An dieser Stelle konnte man kaum glauben, dass noch größere Absurdität­en folgen würden, doch wenn Knedl & Kraut erst einmal in Fahrt gekommen sind, gibt es offensicht­lich keine Grenzen mehr für die drei Urviecher aus dem sonnigen Süden – wer sonst käme schon auf die Idee, den Welthit „Lambada“auf einer schnoddern­den Maultromme­l zu spielen oder nicht weniger als drei Lieder gleichzeit­ig auf einer einzigen Ziehharmon­ika zum Besten zu geben.

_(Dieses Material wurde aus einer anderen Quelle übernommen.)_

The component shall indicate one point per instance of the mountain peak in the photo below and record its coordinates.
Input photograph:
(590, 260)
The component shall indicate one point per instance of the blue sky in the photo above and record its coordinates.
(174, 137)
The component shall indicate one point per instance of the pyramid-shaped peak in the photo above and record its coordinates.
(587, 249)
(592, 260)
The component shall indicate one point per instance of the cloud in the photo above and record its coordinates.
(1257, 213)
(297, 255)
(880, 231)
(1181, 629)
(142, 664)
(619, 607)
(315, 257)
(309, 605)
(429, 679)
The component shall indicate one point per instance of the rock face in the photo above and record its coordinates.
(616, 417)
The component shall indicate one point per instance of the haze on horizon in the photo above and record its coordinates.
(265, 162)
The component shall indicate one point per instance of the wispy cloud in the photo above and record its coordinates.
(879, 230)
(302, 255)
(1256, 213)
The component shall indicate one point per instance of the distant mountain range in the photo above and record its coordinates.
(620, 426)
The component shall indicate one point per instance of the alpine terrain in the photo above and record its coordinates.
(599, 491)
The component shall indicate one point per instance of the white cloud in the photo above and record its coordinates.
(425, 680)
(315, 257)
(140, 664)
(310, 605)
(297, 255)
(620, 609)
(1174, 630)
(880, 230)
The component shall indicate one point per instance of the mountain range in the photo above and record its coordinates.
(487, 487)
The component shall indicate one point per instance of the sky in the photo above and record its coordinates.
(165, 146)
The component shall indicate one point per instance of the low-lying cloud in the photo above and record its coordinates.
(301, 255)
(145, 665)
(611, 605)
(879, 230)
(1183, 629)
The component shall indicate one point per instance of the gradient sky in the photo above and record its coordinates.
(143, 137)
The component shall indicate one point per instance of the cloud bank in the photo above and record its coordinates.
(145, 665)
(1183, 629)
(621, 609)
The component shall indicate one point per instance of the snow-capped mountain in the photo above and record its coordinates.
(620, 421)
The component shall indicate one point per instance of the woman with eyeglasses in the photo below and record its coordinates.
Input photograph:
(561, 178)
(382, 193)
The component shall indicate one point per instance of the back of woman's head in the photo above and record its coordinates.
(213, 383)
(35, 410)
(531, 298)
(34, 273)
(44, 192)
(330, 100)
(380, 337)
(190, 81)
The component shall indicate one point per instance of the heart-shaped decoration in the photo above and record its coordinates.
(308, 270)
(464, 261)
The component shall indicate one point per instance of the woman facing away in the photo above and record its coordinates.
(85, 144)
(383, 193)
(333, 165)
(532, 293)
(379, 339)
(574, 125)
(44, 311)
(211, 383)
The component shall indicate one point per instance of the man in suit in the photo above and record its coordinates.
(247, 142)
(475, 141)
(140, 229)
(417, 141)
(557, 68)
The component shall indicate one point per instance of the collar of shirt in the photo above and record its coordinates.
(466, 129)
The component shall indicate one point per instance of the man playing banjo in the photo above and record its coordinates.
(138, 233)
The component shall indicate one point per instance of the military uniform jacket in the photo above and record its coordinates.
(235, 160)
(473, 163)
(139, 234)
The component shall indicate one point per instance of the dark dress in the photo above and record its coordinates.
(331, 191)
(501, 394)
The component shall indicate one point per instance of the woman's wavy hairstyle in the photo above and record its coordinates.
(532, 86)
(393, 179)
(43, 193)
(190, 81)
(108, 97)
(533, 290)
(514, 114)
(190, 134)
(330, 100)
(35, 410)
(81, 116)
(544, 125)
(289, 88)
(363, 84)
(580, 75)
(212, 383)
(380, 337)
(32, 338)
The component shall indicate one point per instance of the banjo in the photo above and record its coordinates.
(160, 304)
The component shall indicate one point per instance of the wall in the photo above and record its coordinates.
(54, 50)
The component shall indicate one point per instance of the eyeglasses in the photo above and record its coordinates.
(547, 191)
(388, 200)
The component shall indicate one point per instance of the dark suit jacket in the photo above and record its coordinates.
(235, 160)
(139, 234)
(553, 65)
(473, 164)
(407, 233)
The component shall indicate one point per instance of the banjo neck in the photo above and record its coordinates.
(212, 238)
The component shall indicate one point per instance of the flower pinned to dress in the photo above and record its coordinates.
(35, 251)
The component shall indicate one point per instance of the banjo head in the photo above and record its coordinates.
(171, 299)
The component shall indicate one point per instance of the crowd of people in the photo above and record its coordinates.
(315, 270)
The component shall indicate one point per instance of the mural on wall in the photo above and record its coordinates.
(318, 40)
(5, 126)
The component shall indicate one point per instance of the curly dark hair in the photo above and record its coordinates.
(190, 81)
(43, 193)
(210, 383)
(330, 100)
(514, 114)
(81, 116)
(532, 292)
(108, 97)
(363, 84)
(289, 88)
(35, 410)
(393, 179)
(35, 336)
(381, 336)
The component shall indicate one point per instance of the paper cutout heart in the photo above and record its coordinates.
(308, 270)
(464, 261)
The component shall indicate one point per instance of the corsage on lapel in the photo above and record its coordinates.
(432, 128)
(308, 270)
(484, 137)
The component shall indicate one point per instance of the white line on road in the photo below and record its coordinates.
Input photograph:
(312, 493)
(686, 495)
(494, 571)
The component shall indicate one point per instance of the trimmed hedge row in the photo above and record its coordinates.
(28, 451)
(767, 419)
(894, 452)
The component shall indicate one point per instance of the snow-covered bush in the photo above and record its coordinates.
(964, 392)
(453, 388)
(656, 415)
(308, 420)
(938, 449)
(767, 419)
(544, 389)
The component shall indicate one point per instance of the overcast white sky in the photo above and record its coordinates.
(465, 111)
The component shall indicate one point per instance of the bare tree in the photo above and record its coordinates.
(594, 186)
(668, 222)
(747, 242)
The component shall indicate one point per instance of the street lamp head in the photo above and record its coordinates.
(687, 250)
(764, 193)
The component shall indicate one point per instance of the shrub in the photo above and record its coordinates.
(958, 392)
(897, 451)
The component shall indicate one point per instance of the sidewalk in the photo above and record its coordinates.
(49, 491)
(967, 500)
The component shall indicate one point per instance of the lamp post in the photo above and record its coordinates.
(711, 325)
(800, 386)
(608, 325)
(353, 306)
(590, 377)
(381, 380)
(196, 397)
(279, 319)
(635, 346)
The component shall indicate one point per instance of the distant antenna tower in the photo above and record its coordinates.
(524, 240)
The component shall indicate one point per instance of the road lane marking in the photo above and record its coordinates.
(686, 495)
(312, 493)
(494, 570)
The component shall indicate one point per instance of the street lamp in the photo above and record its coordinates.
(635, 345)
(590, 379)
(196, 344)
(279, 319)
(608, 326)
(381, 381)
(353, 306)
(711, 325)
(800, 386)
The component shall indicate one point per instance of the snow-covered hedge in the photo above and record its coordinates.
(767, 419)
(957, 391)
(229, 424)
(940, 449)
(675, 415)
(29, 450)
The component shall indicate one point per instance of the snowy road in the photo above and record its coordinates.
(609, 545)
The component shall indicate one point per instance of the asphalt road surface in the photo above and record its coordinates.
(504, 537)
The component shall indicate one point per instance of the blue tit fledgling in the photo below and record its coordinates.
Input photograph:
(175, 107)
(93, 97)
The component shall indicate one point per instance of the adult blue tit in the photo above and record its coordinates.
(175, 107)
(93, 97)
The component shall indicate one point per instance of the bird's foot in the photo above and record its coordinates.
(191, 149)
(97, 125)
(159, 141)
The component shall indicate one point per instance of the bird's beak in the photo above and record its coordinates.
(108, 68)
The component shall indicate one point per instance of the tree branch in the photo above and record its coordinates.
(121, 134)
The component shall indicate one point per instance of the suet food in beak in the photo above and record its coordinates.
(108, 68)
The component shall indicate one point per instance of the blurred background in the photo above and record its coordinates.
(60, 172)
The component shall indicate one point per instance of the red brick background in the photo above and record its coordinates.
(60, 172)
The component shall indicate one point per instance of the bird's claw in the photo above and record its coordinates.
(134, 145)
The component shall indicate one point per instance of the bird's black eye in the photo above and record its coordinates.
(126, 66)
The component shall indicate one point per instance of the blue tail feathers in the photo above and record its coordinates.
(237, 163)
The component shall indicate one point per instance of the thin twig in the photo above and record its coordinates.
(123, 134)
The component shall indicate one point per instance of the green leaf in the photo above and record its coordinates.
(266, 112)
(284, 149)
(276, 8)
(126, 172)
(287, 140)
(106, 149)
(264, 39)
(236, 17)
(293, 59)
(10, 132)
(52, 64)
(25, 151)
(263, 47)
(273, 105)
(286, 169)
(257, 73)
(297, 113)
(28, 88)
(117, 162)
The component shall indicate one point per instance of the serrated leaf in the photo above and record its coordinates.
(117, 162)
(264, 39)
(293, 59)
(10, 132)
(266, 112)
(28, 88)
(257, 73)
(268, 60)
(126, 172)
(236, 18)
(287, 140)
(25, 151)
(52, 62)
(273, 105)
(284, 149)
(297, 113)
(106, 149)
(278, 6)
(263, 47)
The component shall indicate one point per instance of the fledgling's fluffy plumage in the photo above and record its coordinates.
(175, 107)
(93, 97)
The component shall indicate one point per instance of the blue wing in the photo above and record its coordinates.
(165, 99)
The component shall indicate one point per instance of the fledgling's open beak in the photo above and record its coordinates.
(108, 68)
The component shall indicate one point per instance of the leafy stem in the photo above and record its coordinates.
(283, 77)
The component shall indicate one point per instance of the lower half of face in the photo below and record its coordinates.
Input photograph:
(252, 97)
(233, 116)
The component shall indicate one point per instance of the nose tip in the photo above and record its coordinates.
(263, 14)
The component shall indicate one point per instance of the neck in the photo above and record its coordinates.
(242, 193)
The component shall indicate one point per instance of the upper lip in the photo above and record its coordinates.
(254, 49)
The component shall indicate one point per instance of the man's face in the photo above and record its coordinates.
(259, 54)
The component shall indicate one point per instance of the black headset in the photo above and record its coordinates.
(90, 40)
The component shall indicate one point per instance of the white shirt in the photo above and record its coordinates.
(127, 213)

Als wahres Multitalen­t der ungewöhnli­chen Truppe tat sich im Laufe des Abends schließlic­h zunehmend der Garmischer Allrounder Daniel Neuner hervor, der unter anderem mit der Darbietung eines mittelalte­rlichen Ständchens mit säuselnder Damenstimm­e die Besucher zum Kreischen brachte oder den Hitparaden­stürmer „Hans bleib do“in sämtlichen Sprachen der Welt zu interpreti­erten wusste – mal im Stil eines schmalztri­efenden ItaloLover­s, mal als jammernder Muezzin, der im lautstarke­n Bariton seine wehklagend­en Weisen von einer Moschee herunterbr­üllt. Unterstric­hen wurden die Blödeleien der bayerische­n Barden durch die oftmals völlig sinnfreien Texte ihrer Lieder, die irgendwann kein Auge im Publikum mehr trocken ließen. Die zünftige Ode an den Schnupftab­ak begeistert­e dabei ebenso wie eine Persiflage auf die moderne Landwirtsc­haft, in der die Kühe online gemolken werden und bei welcher die Bauern ganz brav vegane Kokosmilch produziere­n.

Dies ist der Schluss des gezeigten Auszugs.